O funcionário de serviço, naquele fim de tarde, arregaçou as mangas, retirou a chave do gancho onde estava suspensa e dirigiu-se ao auditório com o propósito de confirmar, tal como lhe fora ordenado, se tudo estava preparado para a sessão de poesia, antes da chegada do convidado e do público que o viria ouvir. Abriu a porta e estacou. Algumas dezenas de ratinhos inquietos corriam por todo o espaço, cheirando esmiuçadamente a alcatifa cinzenta sobre a qual deslizavam, confundindo-se com ela. Atónito e aflito, pensou na urgência de se libertar daqueles indesejáveis intrusos, ainda para mais, uns atrevidos que nem se inibiam de lhe farejar os sapatos ou passar-lhes por cima, de um lado para o outro, e até de lhe mordiscar os atacadores. Desatou a bater com os pés no chão, como se fosse um bailarino de flamenco, e pegou numa bengala, esquecida por algum conferencista anterior, do suporte para guarda-chuvas junto à porta. Segurou-a com firmeza pelo castão torneado e começou a desferir golpes em todas as direções, procurando atingir os roedores ou, ao menos, assustá-los e forçá-los a fugir dali para fora.
Em vão. Os ratinhos pulavam, davam cambalhotas e soltavam guinchos excitados, enquanto ludibriavam cada uma das bengaladas com que o homem fustigava o ar.
— Esperem lá, bichos do diabo. Já vos digo como é! — vociferou, enquanto abandonava o auditório.
Os ratos entreolharam-se com inquietação, tentando adivinhar os possíveis significados implícitos na ameaça. Eles bem sabiam como os humanos podem ser cruéis para com os outros animais, uma crueldade que, aliás, não se coíbem de exercer sobre os da própria espécie. Porém, também confiavam na sua esperteza, pois, como é do conhecimento geral, poucos seres são tão espertos quanto os ratos. Por isso, ainda que mais cautelosos, nenhum deles se dispôs a sair da sala.
Temendo que, nesse ínterim, algum convidado apressado chegasse antes da hora prevista e fosse surpreendido pela infestação de roedores, o funcionário foi buscar um rolo de fita-cola e uma folha de papel. Nela, escreveu com letras bem grandes:
Atenção! Desratização em curso.
e colou o aviso na porta, antes de se afastar.

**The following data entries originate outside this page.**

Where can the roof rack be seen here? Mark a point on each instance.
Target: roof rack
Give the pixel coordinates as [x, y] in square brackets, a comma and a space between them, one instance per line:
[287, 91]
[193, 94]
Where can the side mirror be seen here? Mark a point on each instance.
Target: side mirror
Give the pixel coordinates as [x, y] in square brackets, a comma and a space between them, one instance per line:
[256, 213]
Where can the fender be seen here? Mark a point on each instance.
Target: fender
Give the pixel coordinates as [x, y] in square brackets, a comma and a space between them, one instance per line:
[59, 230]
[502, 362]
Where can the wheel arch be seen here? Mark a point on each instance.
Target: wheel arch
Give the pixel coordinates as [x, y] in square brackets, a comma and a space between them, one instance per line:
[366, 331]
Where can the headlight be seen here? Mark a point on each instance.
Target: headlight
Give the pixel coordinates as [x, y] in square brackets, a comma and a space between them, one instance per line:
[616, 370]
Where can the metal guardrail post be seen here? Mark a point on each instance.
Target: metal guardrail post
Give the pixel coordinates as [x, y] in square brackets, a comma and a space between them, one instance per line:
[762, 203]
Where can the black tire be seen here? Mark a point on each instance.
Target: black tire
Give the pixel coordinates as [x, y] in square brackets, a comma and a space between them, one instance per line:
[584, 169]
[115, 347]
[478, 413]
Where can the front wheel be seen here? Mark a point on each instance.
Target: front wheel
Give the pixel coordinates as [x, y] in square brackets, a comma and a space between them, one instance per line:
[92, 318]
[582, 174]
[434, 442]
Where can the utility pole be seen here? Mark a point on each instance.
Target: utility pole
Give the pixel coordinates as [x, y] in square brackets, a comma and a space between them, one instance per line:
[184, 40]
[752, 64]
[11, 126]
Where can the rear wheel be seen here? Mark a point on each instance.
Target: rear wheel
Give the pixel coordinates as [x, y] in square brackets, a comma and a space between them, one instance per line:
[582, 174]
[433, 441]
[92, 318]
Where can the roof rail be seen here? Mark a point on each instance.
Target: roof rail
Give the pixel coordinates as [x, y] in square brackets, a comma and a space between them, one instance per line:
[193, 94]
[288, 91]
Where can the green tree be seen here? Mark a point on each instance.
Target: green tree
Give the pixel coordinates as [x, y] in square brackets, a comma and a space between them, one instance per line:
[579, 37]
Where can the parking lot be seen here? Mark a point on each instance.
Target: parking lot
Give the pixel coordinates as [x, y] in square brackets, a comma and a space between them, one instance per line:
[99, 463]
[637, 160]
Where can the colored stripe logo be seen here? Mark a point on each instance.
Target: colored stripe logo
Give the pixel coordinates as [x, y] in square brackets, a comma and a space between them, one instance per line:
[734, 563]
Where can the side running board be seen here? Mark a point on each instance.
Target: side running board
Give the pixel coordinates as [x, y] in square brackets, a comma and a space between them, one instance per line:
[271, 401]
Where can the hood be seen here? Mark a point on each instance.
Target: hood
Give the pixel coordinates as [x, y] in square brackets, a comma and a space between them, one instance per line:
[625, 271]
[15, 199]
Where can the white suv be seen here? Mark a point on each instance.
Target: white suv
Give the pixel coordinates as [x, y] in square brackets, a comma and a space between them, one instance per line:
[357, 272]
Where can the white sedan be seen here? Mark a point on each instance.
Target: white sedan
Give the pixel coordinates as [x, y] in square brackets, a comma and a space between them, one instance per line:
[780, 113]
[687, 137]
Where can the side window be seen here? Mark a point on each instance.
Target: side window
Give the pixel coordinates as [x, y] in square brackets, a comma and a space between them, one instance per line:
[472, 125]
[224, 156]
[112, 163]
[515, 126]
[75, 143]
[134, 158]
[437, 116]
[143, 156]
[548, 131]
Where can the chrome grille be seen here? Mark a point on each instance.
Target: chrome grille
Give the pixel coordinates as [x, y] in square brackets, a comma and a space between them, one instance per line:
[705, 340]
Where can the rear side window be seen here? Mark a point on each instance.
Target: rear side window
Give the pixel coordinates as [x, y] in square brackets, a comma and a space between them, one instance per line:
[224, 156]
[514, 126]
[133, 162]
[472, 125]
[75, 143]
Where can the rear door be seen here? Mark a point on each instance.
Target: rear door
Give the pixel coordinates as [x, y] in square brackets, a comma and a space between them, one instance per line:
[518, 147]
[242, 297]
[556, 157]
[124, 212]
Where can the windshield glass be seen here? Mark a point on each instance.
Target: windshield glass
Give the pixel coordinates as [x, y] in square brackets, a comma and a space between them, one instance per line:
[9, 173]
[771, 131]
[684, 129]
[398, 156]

Atravessou a rua e dirigiu-se à casa da Dona Hortênsia, certo de que lá encontraria o gato gordalhufo que todos os dias se pavoneava na zona e, amiúde, tinha mesmo o descaramento de entrar no auditório para tirar um cochilo sobre o assento de uma das cadeiras. Já o expulsara de lá inúmeras vezes, hoje, contudo, ia requisitar os seus préstimos, prometendo-lhe, como recompensa, uma generosa fatia de fiambre a que o glutão, por certo, não conseguiria resistir.

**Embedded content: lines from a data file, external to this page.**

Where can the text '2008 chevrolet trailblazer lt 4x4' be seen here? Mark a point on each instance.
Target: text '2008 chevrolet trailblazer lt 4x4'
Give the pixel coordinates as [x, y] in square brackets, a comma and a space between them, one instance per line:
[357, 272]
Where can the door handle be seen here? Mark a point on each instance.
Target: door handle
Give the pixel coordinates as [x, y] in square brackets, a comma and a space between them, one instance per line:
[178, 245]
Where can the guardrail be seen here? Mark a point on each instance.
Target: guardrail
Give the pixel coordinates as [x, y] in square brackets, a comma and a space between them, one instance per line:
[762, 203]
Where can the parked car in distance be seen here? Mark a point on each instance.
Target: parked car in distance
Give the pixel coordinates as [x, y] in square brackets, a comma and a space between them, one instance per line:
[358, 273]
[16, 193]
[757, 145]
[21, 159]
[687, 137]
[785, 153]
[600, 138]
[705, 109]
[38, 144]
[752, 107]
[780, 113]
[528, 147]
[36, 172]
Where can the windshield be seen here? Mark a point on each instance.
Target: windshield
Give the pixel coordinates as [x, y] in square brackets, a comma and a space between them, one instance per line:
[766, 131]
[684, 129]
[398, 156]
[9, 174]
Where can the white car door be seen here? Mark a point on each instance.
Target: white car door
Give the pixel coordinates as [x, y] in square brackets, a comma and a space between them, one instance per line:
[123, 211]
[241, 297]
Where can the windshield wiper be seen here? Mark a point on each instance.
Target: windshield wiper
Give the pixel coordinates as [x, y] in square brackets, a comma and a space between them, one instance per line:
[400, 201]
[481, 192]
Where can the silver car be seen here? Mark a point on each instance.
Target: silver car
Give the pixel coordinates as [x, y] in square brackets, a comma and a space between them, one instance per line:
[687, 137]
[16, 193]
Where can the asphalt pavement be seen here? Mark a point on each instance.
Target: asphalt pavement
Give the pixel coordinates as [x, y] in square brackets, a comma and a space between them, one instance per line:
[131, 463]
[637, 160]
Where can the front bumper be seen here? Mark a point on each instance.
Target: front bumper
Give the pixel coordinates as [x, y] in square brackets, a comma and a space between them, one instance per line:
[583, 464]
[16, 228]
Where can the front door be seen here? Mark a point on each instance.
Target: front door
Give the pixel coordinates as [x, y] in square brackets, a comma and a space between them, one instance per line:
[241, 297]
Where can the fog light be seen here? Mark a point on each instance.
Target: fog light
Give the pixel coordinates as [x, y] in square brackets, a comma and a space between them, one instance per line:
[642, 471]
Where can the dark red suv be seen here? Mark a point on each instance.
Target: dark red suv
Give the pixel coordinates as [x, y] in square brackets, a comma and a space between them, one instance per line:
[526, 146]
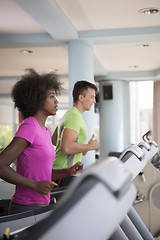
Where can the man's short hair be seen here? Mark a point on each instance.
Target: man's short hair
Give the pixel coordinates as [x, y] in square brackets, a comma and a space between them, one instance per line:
[81, 87]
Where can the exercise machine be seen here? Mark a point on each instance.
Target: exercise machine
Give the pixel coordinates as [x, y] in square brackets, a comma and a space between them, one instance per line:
[92, 208]
[28, 218]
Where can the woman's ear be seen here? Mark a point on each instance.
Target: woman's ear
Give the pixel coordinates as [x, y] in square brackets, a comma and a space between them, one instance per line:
[80, 97]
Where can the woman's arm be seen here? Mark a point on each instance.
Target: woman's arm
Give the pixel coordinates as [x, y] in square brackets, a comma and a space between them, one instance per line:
[7, 173]
[54, 137]
[61, 173]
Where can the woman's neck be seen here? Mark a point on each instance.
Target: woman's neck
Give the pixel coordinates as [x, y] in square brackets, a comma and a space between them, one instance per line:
[41, 120]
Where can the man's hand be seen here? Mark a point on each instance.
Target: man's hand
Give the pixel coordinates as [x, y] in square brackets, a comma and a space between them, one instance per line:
[45, 187]
[75, 168]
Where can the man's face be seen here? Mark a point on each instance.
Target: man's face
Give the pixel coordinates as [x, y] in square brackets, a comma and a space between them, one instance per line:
[88, 99]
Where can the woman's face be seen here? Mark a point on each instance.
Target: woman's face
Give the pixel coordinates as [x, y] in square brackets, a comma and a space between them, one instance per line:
[51, 104]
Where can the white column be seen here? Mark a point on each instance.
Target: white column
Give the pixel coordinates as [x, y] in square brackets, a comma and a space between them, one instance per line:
[81, 68]
[114, 118]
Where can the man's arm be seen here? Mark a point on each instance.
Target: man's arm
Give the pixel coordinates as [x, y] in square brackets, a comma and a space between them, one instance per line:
[70, 146]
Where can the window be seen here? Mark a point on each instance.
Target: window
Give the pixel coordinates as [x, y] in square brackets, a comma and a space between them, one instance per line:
[141, 105]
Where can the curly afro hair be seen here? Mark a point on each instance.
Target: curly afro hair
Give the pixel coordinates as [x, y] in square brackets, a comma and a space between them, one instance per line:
[30, 92]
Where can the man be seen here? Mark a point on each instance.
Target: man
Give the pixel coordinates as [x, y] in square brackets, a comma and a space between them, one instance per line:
[71, 132]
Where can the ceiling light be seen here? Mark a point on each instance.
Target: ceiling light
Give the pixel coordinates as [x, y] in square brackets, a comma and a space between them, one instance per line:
[143, 45]
[53, 70]
[149, 10]
[26, 51]
[133, 66]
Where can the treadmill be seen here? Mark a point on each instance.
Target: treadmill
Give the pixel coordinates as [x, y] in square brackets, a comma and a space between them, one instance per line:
[91, 208]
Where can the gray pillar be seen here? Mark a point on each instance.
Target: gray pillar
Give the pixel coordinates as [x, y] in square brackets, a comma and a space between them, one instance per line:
[114, 118]
[81, 68]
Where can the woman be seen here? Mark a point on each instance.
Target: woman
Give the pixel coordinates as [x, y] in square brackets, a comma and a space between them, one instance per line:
[35, 97]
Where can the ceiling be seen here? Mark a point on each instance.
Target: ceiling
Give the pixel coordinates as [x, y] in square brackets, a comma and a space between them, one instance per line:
[126, 43]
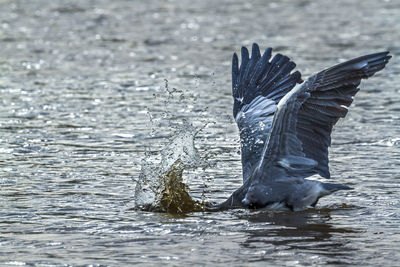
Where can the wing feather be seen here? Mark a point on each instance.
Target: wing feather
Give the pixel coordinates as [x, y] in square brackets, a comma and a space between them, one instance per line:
[257, 86]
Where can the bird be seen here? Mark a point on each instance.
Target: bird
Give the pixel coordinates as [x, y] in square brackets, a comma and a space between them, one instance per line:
[285, 125]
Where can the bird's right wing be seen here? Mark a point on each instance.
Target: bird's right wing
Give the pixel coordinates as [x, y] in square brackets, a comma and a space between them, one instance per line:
[300, 136]
[257, 87]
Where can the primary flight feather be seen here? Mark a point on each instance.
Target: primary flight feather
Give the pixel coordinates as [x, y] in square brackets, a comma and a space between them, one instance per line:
[285, 125]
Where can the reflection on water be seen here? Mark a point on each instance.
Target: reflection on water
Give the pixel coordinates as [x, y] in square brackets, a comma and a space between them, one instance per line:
[83, 101]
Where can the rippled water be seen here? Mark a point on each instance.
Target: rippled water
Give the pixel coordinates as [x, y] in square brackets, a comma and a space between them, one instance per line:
[83, 100]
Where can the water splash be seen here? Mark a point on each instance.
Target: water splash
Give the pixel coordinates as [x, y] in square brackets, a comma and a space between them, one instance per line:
[160, 185]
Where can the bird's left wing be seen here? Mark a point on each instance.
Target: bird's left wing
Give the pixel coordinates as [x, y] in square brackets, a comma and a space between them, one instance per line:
[298, 143]
[257, 87]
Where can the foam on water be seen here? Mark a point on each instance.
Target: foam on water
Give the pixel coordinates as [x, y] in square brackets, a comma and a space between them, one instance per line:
[160, 185]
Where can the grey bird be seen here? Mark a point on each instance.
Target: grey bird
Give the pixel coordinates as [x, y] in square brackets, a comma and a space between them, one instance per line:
[285, 125]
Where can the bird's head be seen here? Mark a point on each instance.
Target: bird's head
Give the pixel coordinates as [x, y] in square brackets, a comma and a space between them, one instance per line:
[257, 196]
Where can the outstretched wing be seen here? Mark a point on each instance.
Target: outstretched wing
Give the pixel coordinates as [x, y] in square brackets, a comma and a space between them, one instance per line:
[257, 87]
[300, 136]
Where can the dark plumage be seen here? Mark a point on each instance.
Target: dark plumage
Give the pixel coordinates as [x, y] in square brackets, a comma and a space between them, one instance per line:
[285, 126]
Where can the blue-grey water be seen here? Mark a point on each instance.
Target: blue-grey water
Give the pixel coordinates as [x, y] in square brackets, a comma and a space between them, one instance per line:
[84, 99]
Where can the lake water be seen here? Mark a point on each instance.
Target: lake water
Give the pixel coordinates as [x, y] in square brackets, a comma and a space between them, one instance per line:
[84, 99]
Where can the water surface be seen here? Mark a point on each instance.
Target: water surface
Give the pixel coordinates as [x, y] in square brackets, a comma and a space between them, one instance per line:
[83, 100]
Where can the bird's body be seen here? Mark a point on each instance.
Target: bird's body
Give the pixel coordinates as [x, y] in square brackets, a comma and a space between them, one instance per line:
[285, 126]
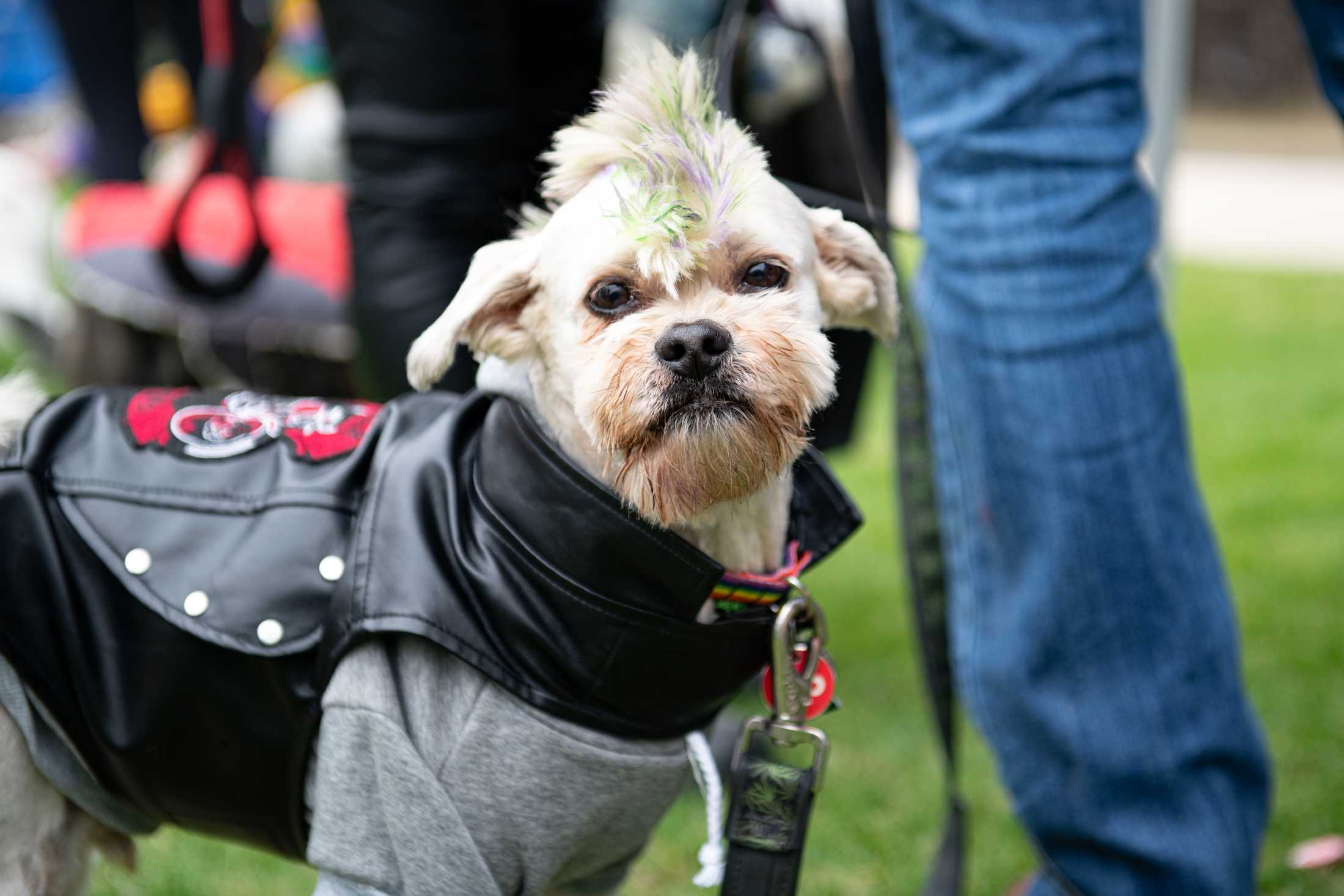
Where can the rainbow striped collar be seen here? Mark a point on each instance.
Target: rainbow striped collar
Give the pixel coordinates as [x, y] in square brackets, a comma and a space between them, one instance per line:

O Gato Esteves, assim se chamava o bichano da Dona Hortênsia, estava deitado sobre o tapete da porta de casa com os olhos semicerrados por uma grande sonolência — uma daquelas que inevitavelmente nos domina após uma opípara refeição. Abriu-os de imediato e sentou-se em alerta, ao ver que o homem se lhe dirigia. Deixou-o falar e foi lambendo uma pata… e depois a outra, enquanto ouvia e refletia sobre a proposta. Bom, caçar ratos era divertimento garantido e quanto ao fiambre, sem dúvida, um bom petisco. No entanto, já jantara… e bem. Só de lembrar o saboroso patê de atum, voltava a ficar com água na boca. Passou a língua pelos lábios e bigodes para não deixar pingar saliva no tapete, enquanto continuava a ponderar. Para além disso, a “serigata” da Cremilde, a bichana da vizinha Adelina, estava prestes a passar, como sempre acontecia ao cair da tarde. Serigata, sim! — Os humanos têm a mania de dizer serigaita. Tolice, já se vê! Porque é de uma gata que falamos. E que gata! Como gostava quando ela o fitava, provocadora, com os seus olhos verdes irisados. Não. Nem pensar! Dali não arredaria pata!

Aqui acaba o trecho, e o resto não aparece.